Or you'll end up with a lot of crap in the IBC tank, with two tanks before the final ibc is really clear...

Re fittings try:

www.cpp-lm.com

These are top quality and should last forever....

Good luck and enjoy :thumb:


----------



## DaveDesign (May 6, 2008)

The filter/diverter should do away with the need for an extra butt. The diverter has a basket that catches large debris and an extra finer mesh that is added. Time will tell!.

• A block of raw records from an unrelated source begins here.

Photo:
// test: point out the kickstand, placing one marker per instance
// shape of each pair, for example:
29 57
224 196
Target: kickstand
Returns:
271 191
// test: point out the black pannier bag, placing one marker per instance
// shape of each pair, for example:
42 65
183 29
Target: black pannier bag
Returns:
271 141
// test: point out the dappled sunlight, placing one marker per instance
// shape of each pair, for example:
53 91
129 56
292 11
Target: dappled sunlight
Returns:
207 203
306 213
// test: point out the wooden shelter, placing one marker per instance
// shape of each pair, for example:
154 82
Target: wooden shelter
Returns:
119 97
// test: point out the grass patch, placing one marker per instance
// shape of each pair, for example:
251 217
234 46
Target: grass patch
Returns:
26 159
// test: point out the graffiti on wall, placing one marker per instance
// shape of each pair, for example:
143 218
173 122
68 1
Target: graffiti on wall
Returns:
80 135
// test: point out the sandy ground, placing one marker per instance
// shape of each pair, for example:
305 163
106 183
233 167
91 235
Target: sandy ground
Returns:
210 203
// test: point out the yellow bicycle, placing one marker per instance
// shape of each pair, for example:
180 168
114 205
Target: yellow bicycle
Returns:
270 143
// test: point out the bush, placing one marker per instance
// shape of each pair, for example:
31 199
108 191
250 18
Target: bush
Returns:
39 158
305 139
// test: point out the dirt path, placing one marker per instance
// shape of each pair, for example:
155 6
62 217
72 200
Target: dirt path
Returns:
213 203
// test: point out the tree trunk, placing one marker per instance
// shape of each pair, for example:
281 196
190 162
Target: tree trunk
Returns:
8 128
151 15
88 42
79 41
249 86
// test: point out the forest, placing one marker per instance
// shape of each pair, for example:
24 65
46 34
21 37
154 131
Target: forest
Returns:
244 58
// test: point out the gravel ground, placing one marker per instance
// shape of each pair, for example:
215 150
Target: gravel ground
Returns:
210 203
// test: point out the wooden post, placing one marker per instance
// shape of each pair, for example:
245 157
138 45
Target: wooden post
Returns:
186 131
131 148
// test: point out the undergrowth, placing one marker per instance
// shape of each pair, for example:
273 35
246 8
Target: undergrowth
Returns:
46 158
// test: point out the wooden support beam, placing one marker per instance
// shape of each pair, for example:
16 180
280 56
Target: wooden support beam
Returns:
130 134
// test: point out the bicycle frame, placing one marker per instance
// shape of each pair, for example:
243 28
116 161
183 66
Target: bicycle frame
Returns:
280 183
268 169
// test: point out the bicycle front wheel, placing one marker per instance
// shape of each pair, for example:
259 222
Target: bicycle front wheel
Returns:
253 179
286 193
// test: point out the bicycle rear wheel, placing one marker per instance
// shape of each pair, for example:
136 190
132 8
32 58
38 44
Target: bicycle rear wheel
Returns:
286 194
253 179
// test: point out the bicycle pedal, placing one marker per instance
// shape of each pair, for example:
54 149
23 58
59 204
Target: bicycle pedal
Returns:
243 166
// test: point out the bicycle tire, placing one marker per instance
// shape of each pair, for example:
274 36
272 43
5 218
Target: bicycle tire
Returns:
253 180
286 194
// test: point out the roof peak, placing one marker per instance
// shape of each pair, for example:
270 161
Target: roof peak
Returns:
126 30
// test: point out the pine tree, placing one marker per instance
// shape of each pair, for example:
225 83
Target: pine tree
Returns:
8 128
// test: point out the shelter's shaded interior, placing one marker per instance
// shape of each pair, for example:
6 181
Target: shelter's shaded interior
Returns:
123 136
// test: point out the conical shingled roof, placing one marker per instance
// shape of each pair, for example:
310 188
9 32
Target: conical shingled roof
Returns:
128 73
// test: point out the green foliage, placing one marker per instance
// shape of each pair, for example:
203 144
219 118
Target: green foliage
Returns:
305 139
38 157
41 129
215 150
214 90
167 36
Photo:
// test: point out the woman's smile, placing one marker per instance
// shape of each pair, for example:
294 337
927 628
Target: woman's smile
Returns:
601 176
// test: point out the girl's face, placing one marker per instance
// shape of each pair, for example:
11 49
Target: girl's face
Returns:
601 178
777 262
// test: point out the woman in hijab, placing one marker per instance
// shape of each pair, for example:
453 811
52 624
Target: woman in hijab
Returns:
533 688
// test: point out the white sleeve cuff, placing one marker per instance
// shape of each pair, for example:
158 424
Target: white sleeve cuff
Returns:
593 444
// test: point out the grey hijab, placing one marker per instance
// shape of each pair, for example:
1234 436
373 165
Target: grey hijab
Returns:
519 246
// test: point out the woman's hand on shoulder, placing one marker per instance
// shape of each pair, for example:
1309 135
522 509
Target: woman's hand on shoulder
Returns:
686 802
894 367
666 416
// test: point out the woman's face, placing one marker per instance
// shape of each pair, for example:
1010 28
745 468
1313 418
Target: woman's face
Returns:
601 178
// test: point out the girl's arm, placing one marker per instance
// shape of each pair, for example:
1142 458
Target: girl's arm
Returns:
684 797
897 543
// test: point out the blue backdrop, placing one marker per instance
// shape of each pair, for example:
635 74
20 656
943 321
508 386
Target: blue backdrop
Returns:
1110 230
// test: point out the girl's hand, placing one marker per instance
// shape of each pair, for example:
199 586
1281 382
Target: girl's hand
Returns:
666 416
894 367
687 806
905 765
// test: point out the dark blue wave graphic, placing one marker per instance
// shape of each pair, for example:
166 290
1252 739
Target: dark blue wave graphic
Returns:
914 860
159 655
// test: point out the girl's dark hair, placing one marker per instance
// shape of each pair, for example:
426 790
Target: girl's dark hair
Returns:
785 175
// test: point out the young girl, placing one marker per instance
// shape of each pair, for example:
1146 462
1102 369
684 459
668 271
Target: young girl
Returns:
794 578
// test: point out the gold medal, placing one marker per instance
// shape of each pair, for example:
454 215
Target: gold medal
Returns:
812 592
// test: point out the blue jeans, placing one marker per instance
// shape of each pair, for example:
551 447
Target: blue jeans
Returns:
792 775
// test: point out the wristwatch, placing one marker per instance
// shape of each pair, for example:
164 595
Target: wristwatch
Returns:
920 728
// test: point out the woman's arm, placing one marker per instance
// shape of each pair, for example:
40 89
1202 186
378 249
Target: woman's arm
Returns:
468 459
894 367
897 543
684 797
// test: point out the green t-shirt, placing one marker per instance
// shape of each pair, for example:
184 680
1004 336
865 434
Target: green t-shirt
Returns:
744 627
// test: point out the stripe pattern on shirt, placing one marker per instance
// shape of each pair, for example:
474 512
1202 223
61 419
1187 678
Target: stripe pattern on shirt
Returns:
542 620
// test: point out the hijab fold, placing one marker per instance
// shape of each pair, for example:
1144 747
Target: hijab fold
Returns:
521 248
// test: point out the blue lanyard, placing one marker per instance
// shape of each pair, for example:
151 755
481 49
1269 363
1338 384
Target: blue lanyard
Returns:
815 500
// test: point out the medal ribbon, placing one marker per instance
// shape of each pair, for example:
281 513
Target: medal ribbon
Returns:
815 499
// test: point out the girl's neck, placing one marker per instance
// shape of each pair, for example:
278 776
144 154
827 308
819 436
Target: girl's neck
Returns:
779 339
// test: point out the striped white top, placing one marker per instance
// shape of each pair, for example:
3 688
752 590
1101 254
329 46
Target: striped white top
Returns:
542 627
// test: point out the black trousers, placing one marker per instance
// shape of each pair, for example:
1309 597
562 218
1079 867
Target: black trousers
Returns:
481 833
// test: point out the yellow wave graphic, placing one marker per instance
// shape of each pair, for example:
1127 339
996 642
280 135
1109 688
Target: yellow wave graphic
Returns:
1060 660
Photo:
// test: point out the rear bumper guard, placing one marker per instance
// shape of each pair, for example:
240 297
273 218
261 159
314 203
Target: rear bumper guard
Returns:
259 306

with the setup being sealed if the tank fills to capacity the water will continue to flow and out the down pipe. No need for an overflow on the tank.


----------



## DaveDesign (May 6, 2008)

-Simon- said:


> Re fittings try:
> 
> www.cpp-lm.com
> 
> ...


Cheers bud, I had been looking at these since your post, do look good.:thumb:

The diverter. I will be adding the extra mesh to it :

http://www.recycleworks.co.uk/the-guttermate-rain-diverter-and-filter-pr-16651.html

Fine mesh insert:
http://www.guttermate.co.uk/shop/spares-and-accessories


----------



## -Simon- (Oct 29, 2010)

DaveDesign said:


> Cheers bud, I had been looking at these since your post, do look good.:thumb:
> 
> The diverter. I will be adding the extra mesh to it :
> 
> ...


These do look good, but I think you will be surprised how often you will need to clear the filter as a lot of muck will be washed off the roof. The idea of at least one pre-tank is that it doesn't interrupt the flow too much, and anything heavy drops straight to the bottom. My first tank is full of grit from the concrete tiles, which I think would clog the fine mesh very quickly...

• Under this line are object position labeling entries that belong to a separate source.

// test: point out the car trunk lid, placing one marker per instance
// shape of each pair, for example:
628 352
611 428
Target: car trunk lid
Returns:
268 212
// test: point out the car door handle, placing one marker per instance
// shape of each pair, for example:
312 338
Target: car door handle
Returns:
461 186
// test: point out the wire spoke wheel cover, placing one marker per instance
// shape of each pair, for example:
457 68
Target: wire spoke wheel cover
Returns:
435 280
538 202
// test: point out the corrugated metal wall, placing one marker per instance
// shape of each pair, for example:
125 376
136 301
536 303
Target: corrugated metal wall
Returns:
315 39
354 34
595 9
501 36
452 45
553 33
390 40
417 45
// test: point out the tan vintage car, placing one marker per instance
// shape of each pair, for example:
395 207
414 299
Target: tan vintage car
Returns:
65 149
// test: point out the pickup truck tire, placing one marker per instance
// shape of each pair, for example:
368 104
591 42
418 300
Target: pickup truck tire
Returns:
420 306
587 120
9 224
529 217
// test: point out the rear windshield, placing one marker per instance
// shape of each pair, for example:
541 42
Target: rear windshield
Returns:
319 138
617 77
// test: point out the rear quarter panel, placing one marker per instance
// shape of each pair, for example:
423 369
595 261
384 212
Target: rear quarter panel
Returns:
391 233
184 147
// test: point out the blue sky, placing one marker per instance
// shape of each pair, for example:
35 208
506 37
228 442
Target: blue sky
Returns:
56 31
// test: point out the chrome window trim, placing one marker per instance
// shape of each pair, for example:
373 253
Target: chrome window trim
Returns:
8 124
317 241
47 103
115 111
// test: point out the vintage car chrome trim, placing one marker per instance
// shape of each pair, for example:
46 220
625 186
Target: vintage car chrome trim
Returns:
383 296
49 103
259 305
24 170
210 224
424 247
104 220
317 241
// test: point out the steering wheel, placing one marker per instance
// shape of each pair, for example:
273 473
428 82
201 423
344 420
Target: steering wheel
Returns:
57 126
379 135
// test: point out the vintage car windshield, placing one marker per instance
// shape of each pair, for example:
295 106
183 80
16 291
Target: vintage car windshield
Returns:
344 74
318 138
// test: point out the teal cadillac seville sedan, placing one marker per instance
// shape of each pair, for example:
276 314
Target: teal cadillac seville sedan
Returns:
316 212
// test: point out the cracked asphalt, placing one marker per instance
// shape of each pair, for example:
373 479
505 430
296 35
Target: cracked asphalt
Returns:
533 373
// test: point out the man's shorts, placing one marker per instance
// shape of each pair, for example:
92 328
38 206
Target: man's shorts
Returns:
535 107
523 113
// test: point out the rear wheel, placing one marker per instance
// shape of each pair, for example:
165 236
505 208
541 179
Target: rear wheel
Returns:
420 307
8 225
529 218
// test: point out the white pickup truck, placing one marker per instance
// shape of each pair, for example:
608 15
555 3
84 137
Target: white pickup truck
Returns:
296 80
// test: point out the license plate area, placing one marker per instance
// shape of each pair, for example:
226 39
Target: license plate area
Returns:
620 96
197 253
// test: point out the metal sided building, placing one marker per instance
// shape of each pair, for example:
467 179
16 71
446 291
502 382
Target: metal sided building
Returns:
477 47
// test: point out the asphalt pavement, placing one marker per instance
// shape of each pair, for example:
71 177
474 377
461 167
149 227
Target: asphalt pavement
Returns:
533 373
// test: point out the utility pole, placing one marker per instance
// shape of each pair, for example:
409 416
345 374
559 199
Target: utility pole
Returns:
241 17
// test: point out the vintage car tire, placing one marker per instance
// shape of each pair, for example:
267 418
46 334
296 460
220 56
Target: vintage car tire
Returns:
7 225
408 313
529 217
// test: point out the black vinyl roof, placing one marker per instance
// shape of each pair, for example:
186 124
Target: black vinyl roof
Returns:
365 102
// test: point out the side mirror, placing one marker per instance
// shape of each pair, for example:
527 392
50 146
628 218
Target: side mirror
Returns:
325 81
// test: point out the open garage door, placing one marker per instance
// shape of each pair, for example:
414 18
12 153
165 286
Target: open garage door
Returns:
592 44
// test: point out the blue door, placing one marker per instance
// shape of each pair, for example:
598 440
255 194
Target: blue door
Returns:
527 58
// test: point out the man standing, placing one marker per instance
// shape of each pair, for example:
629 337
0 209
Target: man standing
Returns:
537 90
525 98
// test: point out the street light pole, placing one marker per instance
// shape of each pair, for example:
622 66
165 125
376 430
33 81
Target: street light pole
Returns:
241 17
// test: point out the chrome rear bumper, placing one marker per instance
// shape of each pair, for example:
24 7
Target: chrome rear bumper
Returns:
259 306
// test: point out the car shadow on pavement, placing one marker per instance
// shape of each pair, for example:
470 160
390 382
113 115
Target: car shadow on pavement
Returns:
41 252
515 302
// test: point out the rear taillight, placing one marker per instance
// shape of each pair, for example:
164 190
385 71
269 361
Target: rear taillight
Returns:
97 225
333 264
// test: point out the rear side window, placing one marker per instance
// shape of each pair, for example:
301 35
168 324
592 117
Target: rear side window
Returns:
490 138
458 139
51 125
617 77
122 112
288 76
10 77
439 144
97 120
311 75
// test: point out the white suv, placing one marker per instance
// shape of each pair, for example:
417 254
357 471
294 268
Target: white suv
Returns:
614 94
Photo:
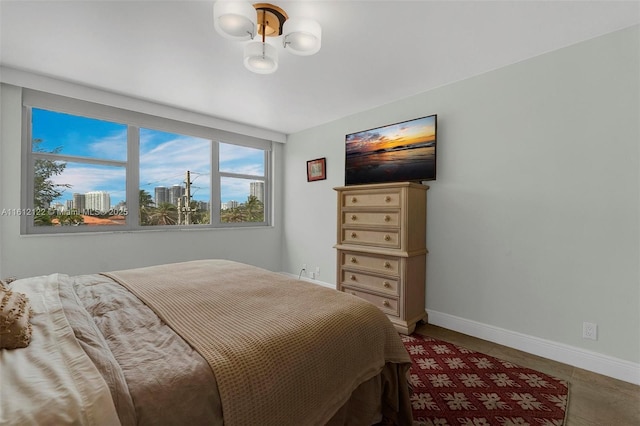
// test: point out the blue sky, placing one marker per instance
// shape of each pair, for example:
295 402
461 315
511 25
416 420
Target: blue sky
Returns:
164 157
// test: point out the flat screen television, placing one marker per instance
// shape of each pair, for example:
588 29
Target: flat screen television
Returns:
404 151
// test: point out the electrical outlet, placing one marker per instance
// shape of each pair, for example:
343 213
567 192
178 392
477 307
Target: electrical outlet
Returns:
303 270
590 330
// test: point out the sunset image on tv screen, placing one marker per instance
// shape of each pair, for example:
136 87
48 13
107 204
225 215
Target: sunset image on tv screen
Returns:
403 151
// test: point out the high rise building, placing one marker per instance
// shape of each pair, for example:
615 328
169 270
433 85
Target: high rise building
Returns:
175 193
161 195
98 201
257 190
78 203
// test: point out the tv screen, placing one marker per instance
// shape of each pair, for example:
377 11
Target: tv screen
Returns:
404 151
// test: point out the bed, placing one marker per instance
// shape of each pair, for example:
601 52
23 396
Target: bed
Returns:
202 342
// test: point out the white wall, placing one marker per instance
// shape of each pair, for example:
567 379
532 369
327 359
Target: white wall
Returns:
28 255
533 221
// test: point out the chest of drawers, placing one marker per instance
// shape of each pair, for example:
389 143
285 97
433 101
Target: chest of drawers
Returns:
381 248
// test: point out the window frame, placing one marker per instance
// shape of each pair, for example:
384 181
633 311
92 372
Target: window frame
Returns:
134 122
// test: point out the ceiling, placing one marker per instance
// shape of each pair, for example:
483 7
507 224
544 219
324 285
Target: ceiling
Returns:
373 52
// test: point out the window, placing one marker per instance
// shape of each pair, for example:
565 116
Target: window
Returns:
98 168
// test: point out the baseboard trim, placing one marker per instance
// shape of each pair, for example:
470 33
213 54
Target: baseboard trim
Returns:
577 357
309 280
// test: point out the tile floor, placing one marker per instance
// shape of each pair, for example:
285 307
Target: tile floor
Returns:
594 399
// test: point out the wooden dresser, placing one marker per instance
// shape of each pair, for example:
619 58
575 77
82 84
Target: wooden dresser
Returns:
382 248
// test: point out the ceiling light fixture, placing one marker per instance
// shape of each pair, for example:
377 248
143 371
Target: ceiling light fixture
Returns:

You could easily stick a small one behind the IBC tank, or even use a down pipe with a screw cap at the bottom, the rain flows in fills up the down pipe, and then out into the IBC, anything heavy will fall to the bottom of the down pipe which you can easily empty every now and then...

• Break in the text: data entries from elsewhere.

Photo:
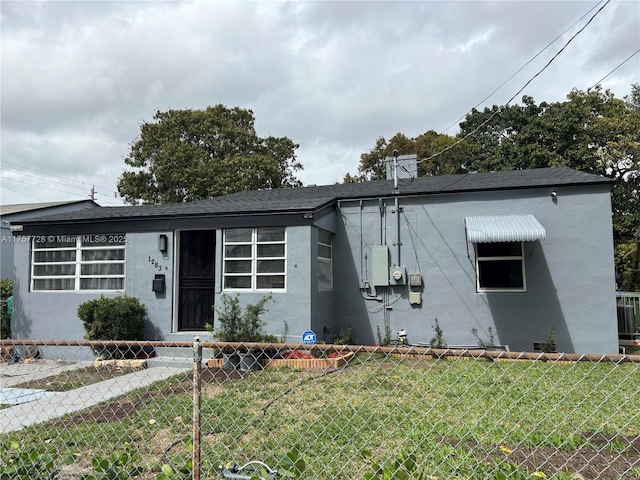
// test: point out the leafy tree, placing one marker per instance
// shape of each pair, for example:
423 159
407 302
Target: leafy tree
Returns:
185 155
591 131
426 146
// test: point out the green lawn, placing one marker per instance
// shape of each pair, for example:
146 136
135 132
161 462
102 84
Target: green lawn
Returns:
461 419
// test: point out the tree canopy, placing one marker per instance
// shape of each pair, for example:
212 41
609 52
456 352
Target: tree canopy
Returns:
185 155
591 131
372 164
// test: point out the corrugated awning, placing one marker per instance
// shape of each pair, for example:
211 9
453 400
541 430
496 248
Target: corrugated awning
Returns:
504 228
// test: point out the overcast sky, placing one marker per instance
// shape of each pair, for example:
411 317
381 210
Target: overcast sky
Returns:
78 78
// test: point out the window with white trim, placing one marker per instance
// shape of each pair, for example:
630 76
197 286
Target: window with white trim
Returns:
255 258
78 263
325 260
500 267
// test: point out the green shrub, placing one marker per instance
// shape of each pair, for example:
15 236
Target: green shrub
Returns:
6 291
238 326
118 318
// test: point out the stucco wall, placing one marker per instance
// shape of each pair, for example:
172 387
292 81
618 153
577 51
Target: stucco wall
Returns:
289 311
570 276
52 315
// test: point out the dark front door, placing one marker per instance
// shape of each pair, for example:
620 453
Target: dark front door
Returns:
196 282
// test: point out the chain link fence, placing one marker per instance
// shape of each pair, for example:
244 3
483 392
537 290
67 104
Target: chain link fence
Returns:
157 410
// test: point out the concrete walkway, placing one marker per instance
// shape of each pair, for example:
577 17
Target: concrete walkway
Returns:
61 403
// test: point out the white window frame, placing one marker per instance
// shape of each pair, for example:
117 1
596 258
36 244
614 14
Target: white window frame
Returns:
325 260
254 260
78 244
510 258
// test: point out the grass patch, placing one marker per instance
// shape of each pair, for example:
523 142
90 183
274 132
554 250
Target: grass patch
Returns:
461 419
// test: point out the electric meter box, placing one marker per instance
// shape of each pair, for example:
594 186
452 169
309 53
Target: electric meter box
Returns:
380 265
415 280
397 276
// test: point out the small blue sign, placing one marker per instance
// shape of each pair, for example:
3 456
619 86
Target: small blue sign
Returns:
308 337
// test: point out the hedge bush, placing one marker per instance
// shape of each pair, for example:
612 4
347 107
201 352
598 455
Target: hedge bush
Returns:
118 318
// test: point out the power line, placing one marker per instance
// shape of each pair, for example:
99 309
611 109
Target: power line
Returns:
49 174
40 186
519 91
105 200
522 67
22 193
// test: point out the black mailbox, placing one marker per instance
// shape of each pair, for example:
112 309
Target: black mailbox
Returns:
158 285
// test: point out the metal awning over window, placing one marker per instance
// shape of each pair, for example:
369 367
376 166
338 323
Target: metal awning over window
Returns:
504 228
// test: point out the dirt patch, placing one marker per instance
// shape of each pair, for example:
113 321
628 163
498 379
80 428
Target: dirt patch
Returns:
121 408
606 457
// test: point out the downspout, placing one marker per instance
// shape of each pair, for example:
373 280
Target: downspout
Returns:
363 277
398 243
381 208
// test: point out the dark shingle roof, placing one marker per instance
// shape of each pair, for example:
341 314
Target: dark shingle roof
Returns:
315 197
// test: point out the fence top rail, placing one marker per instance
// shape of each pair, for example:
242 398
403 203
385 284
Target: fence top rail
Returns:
401 350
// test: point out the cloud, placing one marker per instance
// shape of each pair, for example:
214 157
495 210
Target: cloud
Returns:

Had you thought about wrapping the tank?

Lots of options but sure you'll enjoy using the manor from heaven :lol:


----------



## VenomUK (Oct 13, 2011)

How much was that butt? I think I wont use as much water as those huge butts but thinking of something smaller as I read on here. But is there a sure fire way of filtering the water before it goes to the tank as sure enough cleaning the car and using a PW with dirty water isnt good is it?


----------



## DaveDesign (May 6, 2008)

I paid £45 delivered for the 1000L. There are 600L IBC tanks but unsure how often they apear on ebay.

I did toy with the idea of using a pond filter but i doubted this would work unless the water was pumped through it.

Iv'e opted for filtering pre tank as best i can then will run an inline filter off the tank when money permits.
From the little rain we've had since setting up the tank water looks good.


----------



## DaveDesign (May 6, 2008)

Thinking of this as a post tank filter

http://www.ebay.co.uk/itm/Inline-Wa...K_BOI_FarmingEquipment_RL&hash=item3f067ddb7c


----------



## DaveDesign (May 6, 2008)

-Simon- said:


> These do look good, but I think you will be surprised how often you will need to clear the filter as a lot of muck will be washed off the roof. The idea of at least one pre-tank is that it doesn't interrupt the flow too much, and anything heavy drops straight to the bottom. My first tank is full of grit from the concrete tiles, which I think would clog the fine mesh very quickly...
> 
> You could easily stick a small one behind the IBC tank, or even use a down pipe with a screw cap at the bottom, the rain flows in fills up the down pipe, and then out into the IBC, anything heavy will fall to the bottom of the down pipe which you can easily empty every now and then...
> 
> ...


Thinking along the lines of wrapping the tank with the insulated type jackets, might help stop freezing during the winter, not too concerned about it going green as it is stored in the garage out of the sun.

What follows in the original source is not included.